Mumbai: With general elections in India just around the corner, the debate on employment growth is reaching fever pitch. In the absence of regular and credible employment statistics, perceptions about job creation will be critical for the election outcome. Among the urban youth at least, these perceptions may be changing but the majority remain concerned about jobs.

According to survey data collected by market researcher YouGov in collaboration with Mint, more urban youth believe it is easier to find a job now compared to six months ago. About 43% of the Gen-Z (19- to 22-year-olds) and 45% of younger millennials (23- to 29-year-olds) think it is "somewhat" to "extremely" easy to find a job nowadays.

This is a marked improvement from six months ago when the percentage of respondents saying it is easy to find a job was just 21% among the Gen-Z and 27% among younger millennials. The outlook among the older millennials (30- to 38-year-olds) and Gen-X cohort (39- to 54-year-olds) also shows a similar improvement over the same period.
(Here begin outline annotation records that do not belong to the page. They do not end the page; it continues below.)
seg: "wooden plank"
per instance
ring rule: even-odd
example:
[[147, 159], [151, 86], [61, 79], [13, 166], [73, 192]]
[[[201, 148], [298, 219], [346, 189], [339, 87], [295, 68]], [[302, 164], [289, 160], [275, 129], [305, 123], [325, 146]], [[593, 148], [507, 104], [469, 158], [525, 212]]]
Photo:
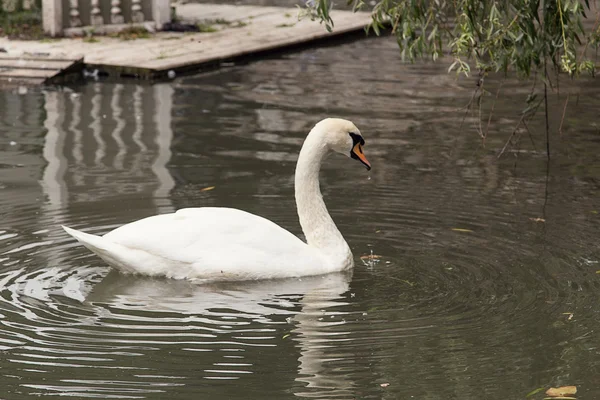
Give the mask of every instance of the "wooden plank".
[[3, 60], [75, 62], [82, 58], [83, 55], [81, 54], [69, 56], [64, 53], [52, 53], [42, 51], [0, 53], [0, 62], [2, 62]]
[[[219, 30], [212, 33], [159, 32], [149, 39], [130, 41], [105, 36], [98, 37], [98, 41], [93, 43], [84, 42], [81, 38], [44, 43], [0, 38], [0, 47], [8, 51], [0, 53], [0, 66], [25, 67], [25, 75], [34, 74], [31, 71], [36, 69], [64, 75], [82, 69], [79, 57], [85, 54], [85, 64], [89, 67], [117, 76], [141, 74], [151, 77], [171, 69], [189, 70], [221, 60], [357, 31], [371, 21], [368, 13], [333, 11], [334, 32], [329, 33], [318, 22], [309, 19], [298, 21], [297, 8], [188, 3], [177, 5], [177, 13], [188, 21], [223, 20], [231, 23], [215, 24]], [[243, 24], [236, 24], [237, 21]], [[8, 73], [15, 74], [18, 73]], [[7, 75], [0, 72], [1, 76]]]
[[68, 68], [71, 64], [73, 64], [72, 61], [0, 58], [0, 69], [2, 69], [2, 68], [26, 68], [26, 69], [61, 70], [61, 69]]
[[[368, 14], [346, 12], [346, 15], [344, 15], [346, 18], [339, 19], [334, 33], [331, 34], [315, 22], [309, 20], [297, 22], [296, 18], [286, 17], [285, 14], [289, 11], [295, 11], [295, 9], [275, 8], [275, 14], [265, 13], [261, 18], [253, 20], [251, 24], [245, 27], [230, 28], [208, 34], [186, 35], [181, 41], [150, 42], [144, 46], [137, 46], [137, 48], [121, 47], [106, 53], [95, 52], [93, 56], [86, 58], [86, 62], [94, 65], [115, 65], [130, 68], [159, 68], [161, 70], [177, 68], [181, 60], [183, 60], [184, 65], [189, 65], [188, 60], [191, 63], [201, 64], [223, 58], [233, 58], [249, 52], [269, 50], [284, 45], [293, 45], [308, 40], [335, 36], [347, 31], [359, 30], [370, 21]], [[334, 18], [336, 17], [334, 16]], [[293, 26], [281, 27], [281, 25], [294, 22], [296, 23]], [[285, 37], [285, 40], [278, 40], [281, 37]], [[266, 41], [275, 41], [275, 43], [267, 45]]]
[[52, 70], [52, 69], [30, 69], [30, 68], [11, 68], [11, 69], [1, 69], [0, 68], [0, 77], [1, 78], [43, 78], [47, 79], [56, 74], [58, 74], [60, 70]]
[[[256, 32], [255, 36], [227, 38], [223, 41], [211, 42], [204, 48], [188, 46], [179, 49], [178, 54], [154, 60], [136, 60], [137, 65], [143, 68], [168, 70], [189, 66], [195, 63], [208, 63], [222, 59], [240, 57], [254, 52], [273, 50], [276, 48], [297, 45], [306, 41], [316, 40], [331, 36], [323, 29], [315, 30], [308, 21], [299, 23], [290, 28], [278, 28], [279, 34], [273, 35], [272, 31], [264, 30]], [[352, 30], [360, 29], [364, 19], [352, 21], [339, 21], [335, 32], [342, 34]], [[358, 27], [358, 28], [357, 28]]]

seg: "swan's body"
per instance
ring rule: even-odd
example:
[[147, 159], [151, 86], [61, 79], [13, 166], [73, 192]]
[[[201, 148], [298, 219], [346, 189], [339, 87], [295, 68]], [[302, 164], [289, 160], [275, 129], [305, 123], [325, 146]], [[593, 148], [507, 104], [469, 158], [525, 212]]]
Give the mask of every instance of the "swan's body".
[[295, 176], [296, 205], [307, 243], [277, 224], [232, 208], [187, 208], [95, 236], [67, 233], [122, 272], [193, 280], [288, 278], [353, 266], [348, 244], [319, 189], [321, 161], [332, 151], [359, 159], [364, 140], [350, 121], [326, 119], [309, 133]]

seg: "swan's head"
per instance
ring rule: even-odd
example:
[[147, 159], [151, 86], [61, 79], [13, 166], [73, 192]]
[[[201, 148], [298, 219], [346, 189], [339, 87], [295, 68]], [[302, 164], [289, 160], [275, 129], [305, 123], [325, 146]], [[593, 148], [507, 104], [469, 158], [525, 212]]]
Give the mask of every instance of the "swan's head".
[[341, 118], [327, 118], [315, 125], [314, 130], [321, 132], [322, 140], [330, 150], [354, 158], [368, 170], [371, 169], [371, 164], [363, 153], [365, 139], [352, 122]]

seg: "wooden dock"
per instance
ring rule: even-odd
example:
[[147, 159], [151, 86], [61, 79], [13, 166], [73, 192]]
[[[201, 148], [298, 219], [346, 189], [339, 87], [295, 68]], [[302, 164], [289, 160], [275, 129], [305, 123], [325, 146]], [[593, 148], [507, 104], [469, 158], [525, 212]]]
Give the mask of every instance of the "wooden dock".
[[[51, 82], [55, 76], [76, 71], [77, 65], [117, 77], [162, 78], [170, 71], [197, 70], [359, 31], [371, 21], [368, 13], [333, 11], [335, 26], [329, 33], [316, 21], [299, 21], [297, 8], [190, 3], [177, 5], [176, 14], [185, 22], [200, 23], [204, 32], [157, 32], [135, 40], [108, 36], [45, 41], [0, 38], [0, 48], [5, 51], [0, 53], [0, 79], [29, 75]], [[27, 54], [33, 56], [21, 56]]]

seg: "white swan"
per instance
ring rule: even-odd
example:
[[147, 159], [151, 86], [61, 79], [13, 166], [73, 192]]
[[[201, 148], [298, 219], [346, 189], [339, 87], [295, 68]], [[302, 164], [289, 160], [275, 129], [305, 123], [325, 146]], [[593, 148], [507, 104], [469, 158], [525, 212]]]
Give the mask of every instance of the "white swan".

India's urban youth have become more optimistic about the job market.
India's urban youth have become more optimistic about the job market. (Ahmed Raza Khan/Mint)

These results are from the YouGov-Mint Millennial Survey conducted in January with an online poll of over 5,000 respondents across age groups spread over 180 cities. The apparent improvement in job prospects is also corroborated by the consumer confidence surveys conducted by the Reserve Bank of India (RBI).

In the December quarter, RBI data shows a marginal improvement in the urban population expectation and perceptions on employment. There was an increase in the number of respondents who said employment prospects improved compared with those who said employment prospects worsened. However, despite these improvements, urban youth who say it is currently difficult to find a job remain the majority.

The pessimism is also prevalent across industries. The survey shows that, barring financial services and information technology industries, a majority of employees across sectors, including business services and manufacturing, believe it is difficult to find fresh jobs.

Barring financial services and IT industries, a majority across sectors say it's hard to find a job.
Barring financial services and IT industries, a majority across sectors say it's hard to find a job. (Ahmed Raza Khan/Mint)

Unsurprisingly, more women compared to men say it is harder to find jobs, reiterating the persistent gender imbalances in India’s labour market.

Women find it slightly more difficult to find a job than men do.
Women find it slightly more difficult to find a job than men do. (Ahmed Raza Khan/Mint)

Across genders, this pessimism is concentrated largely among younger respondents (Gen-Z and younger millennials). Not only are these youngsters more pessimistic about finding jobs, they are also more dissatisfied with their existing jobs.

The survey showed that 16% of Gen-Zers and 12% of younger millennials, compared to 8% of older millennials (30- to 38-year-olds) and Gen-Xers (39- to 54-year-olds), said they weren't satisfied with their jobs and would move as soon as they got a better offer.

Younger cohorts are also more dissatisfied with their current jobs.
Younger cohorts are also more dissatisfied with their current jobs. (Ahmed Raza Khan/Mint)

Even among those who said they were satisfied in their current job, an overwhelming majority of younger millennials said they would move for better roles or better pay.

While this could simply be because entry-level jobs are likely to offer less pay and work satisfaction, an earlier YouGov-Mint survey revealed it could be a result of mismatched expectations. Salary expectations of the younger generation are higher than actual salaries paid out to their peers with similar qualifications.

Whether urban youth’s perceptions about the job market is warranted is difficult to say without credible employment data. But either way, their perceptions will have important implications for Elections 2019.

For the Gen-Z and many younger millennials, this will be their first elections and job-related concerns could influence their vote.